2.2 Fair and equitable treatment and the issue of non-discriminatory laws of general application

Continental claimed that “a stable legal and business environment” was an essential element of the fair and equitable treatment standard and that as an investor it had a “legitimate expectation” that the convertibility regime of Argentina would not be changed. The Tribunal, however, held that Continental’s situation was significantly different from some of the other investor claims against Argentina regarding measures taken during the financial crisis. In particular, the legal or contractual measures at issue in the present case were addressed either to the generality of Argentina’s public or to a wide range of depositors and subscribers of financial instruments. Moreover, Continental had not relied on the general legislative “assurances” in making its investment in Argentina, since it had entered into that market before these assurances were made.
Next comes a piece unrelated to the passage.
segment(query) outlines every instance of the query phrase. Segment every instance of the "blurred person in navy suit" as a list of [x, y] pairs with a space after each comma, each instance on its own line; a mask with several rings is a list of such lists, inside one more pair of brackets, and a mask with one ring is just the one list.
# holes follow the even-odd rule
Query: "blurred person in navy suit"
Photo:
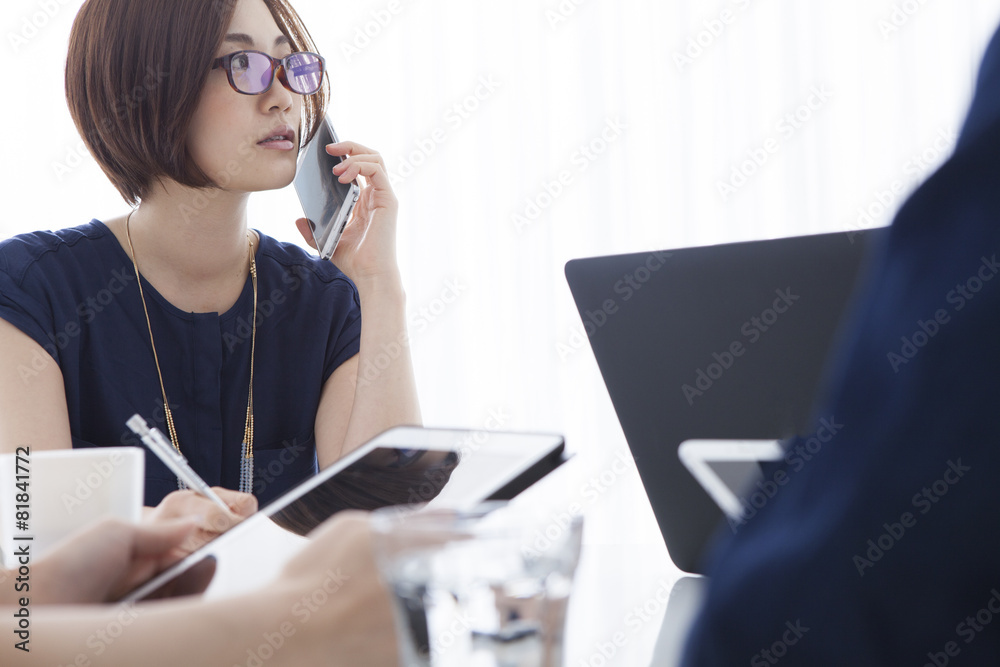
[[1000, 664], [998, 258], [1000, 32], [833, 357], [843, 428], [720, 536], [685, 665]]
In light of the above, the Tribunal concluded that Continental could not invoke legitimate expectations regarding the change of the currency convertibility regime, notwithstanding political declarations that convertibility would not be abandoned. As far as the pesification of debt securities contracts being considered contrary to fair and equitable treatment, the Tribunal noted that these measures were general and not discriminatory and moreover the necessity defence under Article XI precluded Argentina’s liability. The Tribunal did find, however, that Argentina had breached fair and equitable treatment with respect to its 2004 restructuring of the LETE treasury bills and, as noted above, the Tribunal also held that, due to the late date of this restructuring, the defence of necessity was not available. The Tribunal held that the terms of the unilateral restructuring were unfair, in particular because they required holders to take substantial losses and to waive all rights, including the protection of the BIT (paras. 249–265).
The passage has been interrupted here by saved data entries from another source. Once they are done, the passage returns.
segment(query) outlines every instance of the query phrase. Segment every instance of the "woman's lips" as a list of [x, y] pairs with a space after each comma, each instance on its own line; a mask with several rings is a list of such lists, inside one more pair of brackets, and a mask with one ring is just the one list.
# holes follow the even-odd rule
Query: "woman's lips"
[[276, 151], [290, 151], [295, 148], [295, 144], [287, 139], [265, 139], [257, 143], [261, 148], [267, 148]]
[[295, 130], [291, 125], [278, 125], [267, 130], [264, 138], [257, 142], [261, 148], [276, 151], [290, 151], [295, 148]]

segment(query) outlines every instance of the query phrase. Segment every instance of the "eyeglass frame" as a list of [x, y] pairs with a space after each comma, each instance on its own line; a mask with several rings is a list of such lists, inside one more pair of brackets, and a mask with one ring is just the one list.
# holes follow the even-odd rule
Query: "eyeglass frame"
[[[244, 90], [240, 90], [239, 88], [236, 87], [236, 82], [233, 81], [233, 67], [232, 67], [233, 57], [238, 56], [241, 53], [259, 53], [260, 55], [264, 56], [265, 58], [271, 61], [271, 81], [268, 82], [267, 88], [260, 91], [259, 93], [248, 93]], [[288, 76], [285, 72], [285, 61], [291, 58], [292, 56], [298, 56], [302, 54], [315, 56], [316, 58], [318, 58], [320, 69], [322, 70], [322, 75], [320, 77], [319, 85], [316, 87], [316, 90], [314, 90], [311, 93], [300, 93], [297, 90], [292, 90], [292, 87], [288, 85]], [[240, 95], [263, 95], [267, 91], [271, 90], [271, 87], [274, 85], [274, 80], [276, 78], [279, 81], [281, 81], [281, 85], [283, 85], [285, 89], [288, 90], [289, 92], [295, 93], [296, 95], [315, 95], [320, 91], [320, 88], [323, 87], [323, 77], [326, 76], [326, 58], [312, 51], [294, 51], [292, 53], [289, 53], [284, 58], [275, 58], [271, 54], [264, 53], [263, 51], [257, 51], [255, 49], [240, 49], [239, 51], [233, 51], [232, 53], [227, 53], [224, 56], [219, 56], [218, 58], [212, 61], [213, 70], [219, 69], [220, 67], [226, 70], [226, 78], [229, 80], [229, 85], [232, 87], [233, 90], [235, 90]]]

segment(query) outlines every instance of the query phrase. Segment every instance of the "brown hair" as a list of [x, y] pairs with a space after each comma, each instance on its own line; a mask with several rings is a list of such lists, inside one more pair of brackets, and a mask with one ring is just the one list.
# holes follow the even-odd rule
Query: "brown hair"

2.3 Adopting a broad interpretation of the umbrella clause as encompassing a wide array of contractual commitments

The Tribunal noted that arbitral tribunals’ interpretations of umbrella clauses requiring a host state to observe “any obligations it may have entered into with regard to investments” remained inconsistent. It held that to be covered, obligations must address the investments with some degree of specificity, i.e., obligations contained in the general law of the host state would not be covered. The clause may however, cover unilateral commitments arising from the host state’s law regulating a particular business sector and addressed specifically to the foreign investors therein. Provided that the obligations had been entered “with regard” to investments, they might be entered into with persons or entities other than the investor itself, so that a contractual undertaking by Argentina to Continental’s subsidiary CNA ART would not, in principle, be excluded.
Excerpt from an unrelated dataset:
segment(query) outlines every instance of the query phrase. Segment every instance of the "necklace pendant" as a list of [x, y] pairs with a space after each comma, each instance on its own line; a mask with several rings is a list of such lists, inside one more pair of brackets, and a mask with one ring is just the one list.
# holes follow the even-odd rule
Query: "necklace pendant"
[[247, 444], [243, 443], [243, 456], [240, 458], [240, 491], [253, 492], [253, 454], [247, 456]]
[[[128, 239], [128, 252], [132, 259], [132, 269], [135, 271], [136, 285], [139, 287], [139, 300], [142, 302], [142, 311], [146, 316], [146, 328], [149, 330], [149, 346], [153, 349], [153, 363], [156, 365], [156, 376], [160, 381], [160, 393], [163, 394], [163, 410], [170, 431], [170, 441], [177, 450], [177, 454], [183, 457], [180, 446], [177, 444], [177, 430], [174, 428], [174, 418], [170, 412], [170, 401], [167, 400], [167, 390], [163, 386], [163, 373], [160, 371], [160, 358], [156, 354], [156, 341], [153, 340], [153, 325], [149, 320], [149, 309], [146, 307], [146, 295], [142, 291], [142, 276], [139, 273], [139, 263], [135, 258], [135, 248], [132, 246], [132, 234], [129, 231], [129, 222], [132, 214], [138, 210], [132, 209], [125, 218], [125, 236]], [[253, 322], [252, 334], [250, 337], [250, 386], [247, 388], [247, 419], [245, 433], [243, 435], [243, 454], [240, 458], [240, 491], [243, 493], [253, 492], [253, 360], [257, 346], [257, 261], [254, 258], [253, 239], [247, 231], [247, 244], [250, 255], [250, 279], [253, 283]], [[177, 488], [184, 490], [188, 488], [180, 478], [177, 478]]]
The Tribunal held that the legislative assurances relied upon by Continental were not covered by the umbrella clause because they were directed either to Argentina’s general public or to a wide range of depositors and subscribers. Regarding contractual assurances contained in the debt securities, the Tribunal held that such obligations were guaranteed by the umbrella clause, but that liability was precluded by Argentina’s defence of necessity under Article XI. With respect to the LETE treasury bills, the Tribunal held that because it had already found a breach of fair and equitable treatment regarding the bills, it did not need to investigate further whether Argentina’s actions regarding the LETEs also breached the umbrella clause (paras. 287–303).


Notes

[1] As of 31 December 2010.

[2]  Article XI states that “[t]his Treaty shall not preclude the application by either Party of measures necessary for the maintenance of public order, the fulfillment of its obligations with respect to the maintenance or the restoration of international peace or security, or the protection of its own essential security interests.”

[3] According to the International Law Commission’s Commentary on the Draft Articles on State Responsibility, paragraph 15, a plea of necessity under customary international law “is excluded if there are other (otherwise lawful) means available, even if they may be more costly or less convenient.”